In [1]:
import minsearch
import json
import os
from openai import OpenAI

In [4]:
os.environ["OPENAI_API_KEY"] = "sk-"

In [5]:
api_key = os.environ.get('OPENAI_API_KEY')

In [12]:
with open('documents.json','rt') as f_in:
    docs_raw = json.load(f_in)

In [13]:
documents =[]

for course_dict in docs_raw:
    for doc in course_dict['documents']:
        doc['course'] = course_dict['course']
        documents.append(doc)

In [6]:
client = OpenAI(api_key=api_key)

In [9]:
index = minsearch.Index(
    text_fields = ["question", "text", "section"],
    keyword_fields = ["course"]
)

In [14]:
index.fit(documents)

<minsearch.Index at 0x79d9db56f220>

In [15]:
def search(query):
    boost = {'question': 3.0, 'section':0.5}

    results = index.search(query=query, filter_dict = {'course': 'data-engineering-zoomcamp'},
             boost_dict = boost, 
             num_results = 5
            
            )
    return results
    

In [21]:
def build_prompt(query, search_results):
    prompt_template="""
You're a course teaching assistant. Answer the QUESTION based on the CONTEXT from the FAQ database.
Use only the facts from the CONTEXT when answering the QUESTION.

QUESTION: {question}

CONTEXT: 
{context}
""".strip()

    context = ""

    for doc in search_results:
        context = context + f"section: {doc['section']}\nquestion:{doc['question']}\nanswer:{doc['text']}\n\n"

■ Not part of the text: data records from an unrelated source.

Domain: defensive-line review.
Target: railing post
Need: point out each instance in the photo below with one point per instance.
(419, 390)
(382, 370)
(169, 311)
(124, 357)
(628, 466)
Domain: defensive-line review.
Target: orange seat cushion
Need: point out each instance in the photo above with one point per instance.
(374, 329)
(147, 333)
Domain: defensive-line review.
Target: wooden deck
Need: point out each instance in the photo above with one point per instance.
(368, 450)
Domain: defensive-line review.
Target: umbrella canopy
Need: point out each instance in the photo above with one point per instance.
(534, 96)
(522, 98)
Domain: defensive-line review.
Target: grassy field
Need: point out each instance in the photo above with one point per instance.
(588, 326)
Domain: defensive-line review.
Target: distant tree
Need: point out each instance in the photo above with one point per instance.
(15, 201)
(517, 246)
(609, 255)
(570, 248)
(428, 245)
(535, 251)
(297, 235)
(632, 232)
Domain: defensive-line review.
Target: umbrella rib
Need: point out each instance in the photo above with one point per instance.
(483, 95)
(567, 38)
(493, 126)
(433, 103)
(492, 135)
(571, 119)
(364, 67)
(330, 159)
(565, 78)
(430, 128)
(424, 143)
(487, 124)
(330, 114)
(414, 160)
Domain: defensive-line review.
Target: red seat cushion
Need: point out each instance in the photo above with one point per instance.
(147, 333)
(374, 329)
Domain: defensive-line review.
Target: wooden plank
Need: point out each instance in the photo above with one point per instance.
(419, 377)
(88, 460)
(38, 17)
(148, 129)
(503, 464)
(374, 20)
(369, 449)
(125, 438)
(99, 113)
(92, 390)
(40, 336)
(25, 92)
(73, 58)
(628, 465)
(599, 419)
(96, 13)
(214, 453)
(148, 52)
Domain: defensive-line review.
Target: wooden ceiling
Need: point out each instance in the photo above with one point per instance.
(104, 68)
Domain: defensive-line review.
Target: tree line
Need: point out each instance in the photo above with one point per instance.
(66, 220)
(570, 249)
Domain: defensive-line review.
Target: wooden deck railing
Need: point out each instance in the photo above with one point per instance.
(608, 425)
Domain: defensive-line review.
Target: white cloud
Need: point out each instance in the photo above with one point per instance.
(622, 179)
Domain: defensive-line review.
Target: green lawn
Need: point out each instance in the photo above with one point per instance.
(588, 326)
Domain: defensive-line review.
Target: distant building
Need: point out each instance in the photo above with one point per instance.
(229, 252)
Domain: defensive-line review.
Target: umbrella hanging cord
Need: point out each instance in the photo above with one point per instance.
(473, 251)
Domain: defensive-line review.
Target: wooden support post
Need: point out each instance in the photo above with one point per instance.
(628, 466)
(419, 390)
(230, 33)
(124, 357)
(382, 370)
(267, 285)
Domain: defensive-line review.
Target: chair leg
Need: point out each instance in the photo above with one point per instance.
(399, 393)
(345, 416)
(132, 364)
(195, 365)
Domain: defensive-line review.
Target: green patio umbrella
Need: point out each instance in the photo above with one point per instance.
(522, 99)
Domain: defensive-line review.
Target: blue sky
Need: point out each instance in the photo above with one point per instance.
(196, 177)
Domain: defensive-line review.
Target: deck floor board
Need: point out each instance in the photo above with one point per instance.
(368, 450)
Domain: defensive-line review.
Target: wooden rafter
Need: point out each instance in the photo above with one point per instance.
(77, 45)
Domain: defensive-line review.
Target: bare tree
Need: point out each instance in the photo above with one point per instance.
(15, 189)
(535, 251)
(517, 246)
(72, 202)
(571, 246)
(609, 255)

    prompt = prompt_template.format(question=query, context=context).strip()

    return prompt
    

In [24]:
def llm(prompt):
    response = client.chat.completions.create(model="gpt-4o", 
                                          messages = [{"role":"user", "content":prompt}])
    
    return response.choices[0].message.content

In [29]:
query = 'how do i run kafka'
def rag(query):
    search_results =search(query)
    prompt = build_prompt(query, search_results)
    answer = llm(prompt)

    print (answer)

In [30]:
rag(query)

To run Kafka, you can follow these steps based on the provided CONTEXT:

**For Java-based Kafka:**

In the project directory, you can run the producer/consumer/kstreams in the terminal using the following command:
```sh
java -cp build/libs/<jar_name>-1.0-SNAPSHOT.jar:out src/main/java/org/example/JsonProducer.java
```

**For Python-based Kafka:**

1. **Create a virtual environment (only needed once):**
   ```sh
   python -m venv env
   source env/bin/activate
   pip install -r ../requirements.txt
   ```

2. **Activate the virtual environment (needed each time you work with the environment):**
   ```sh
   source env/bin/activate
   ```

3. **Deactivate the virtual environment when done:**
   ```sh
   deactivate
   ```

Note: For Windows, the activation command is slightly different:
```sh
env/Scripts/activate
```

Make sure that Docker images are up and running if your environment setup requires it.


In [None]:
rag(")

In [28]:
print(answer)

To run Kafka components like producer, consumer, or KStreams in the terminal, you can follow these steps based on the language you are using.

### Java Kafka:
In the project directory, run:
```
java -cp build/libs/<jar_name>-1.0-SNAPSHOT.jar:out src/main/java/org/example/JsonProducer.java
```

### Python Kafka:
1. **Create a virtual environment** (only once):
    ```
    python -m venv env
    source env/bin/activate
    pip install -r ../requirements.txt
    ```
   For subsequent activations (every time you need the virtual env):
    ```
    source env/bin/activate
    ```
   To deactivate:
    ```
    deactivate
    ```
   Note: On Windows, the activation command is slightly different:
    ```
    env\Scripts\activate
    ```
2. **Ensure Docker images are up and running** before running the Python files.

By adhering to these steps, you should be able to successfully run your Kafka components.